Bottled Water: FAQ on Safety and Purity
Questions and Answers on Bottled Water and How It Compares to Tap Water
WebMD News Archive
How can I tell if the water I purchase started out as tap water?
Roughly 45% of the water sold in single-serve bottles comes from a municipal water source.
By law, bottled water that comes from a municipal water supply has to disclose this on its label unless the bottler takes steps to further purify the water, which most do. In this case, the label will say "purified water" or "purified drinking water," but the original source is probably tap water.
Water labeled "spring water" comes from an underground water spring, but it may be piped to the bottling plant.
"Mineral water" comes from an underground source and must contain no less than 250 parts per million total dissolved solids, such as salts, sulfur compounds, and gasses. No minerals may be added to the water by the bottler.
"Artesian water" or "artesian well water" must come from a well that taps a confined aquifer.
How can I tell if there are contaminants in the bottled water I purchase?
You probably can't. Tap water is regulated by the Environmental Protection Agency (EPA), which requires yearly public reports identifying the contaminants found in local water sources. But bottled water is regulated by the FDA, which has no such requirement.
The Environmental Working Group and the Natural Resources Defense Council, which released its own report critical of bottled water purity in 1999, want the FDA to require bottlers to list contaminants on water bottle labels.
In its report, the National Resources Defense Council noted that the EPA requires more frequent testing of municipal water than the FDA requires for bottled water, and that bottled water rules allow some contamination by E. coli or fecal coliforms, which indicate possible fecal matter contamination.

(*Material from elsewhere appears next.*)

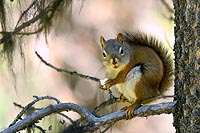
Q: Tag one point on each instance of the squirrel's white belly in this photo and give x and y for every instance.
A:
(128, 87)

The report noted that the FDA does not require bottled water to be tested for parasites such as cryptosporidium or giardia; the EPA does require this testing for tap water.
Doss says consumers have a right to know what is in their bottled water, and they can find out by calling an 800 number that appears on every bottle. "If a consumer calls that number and does not get the information they want, they can and should choose another bottled water brand."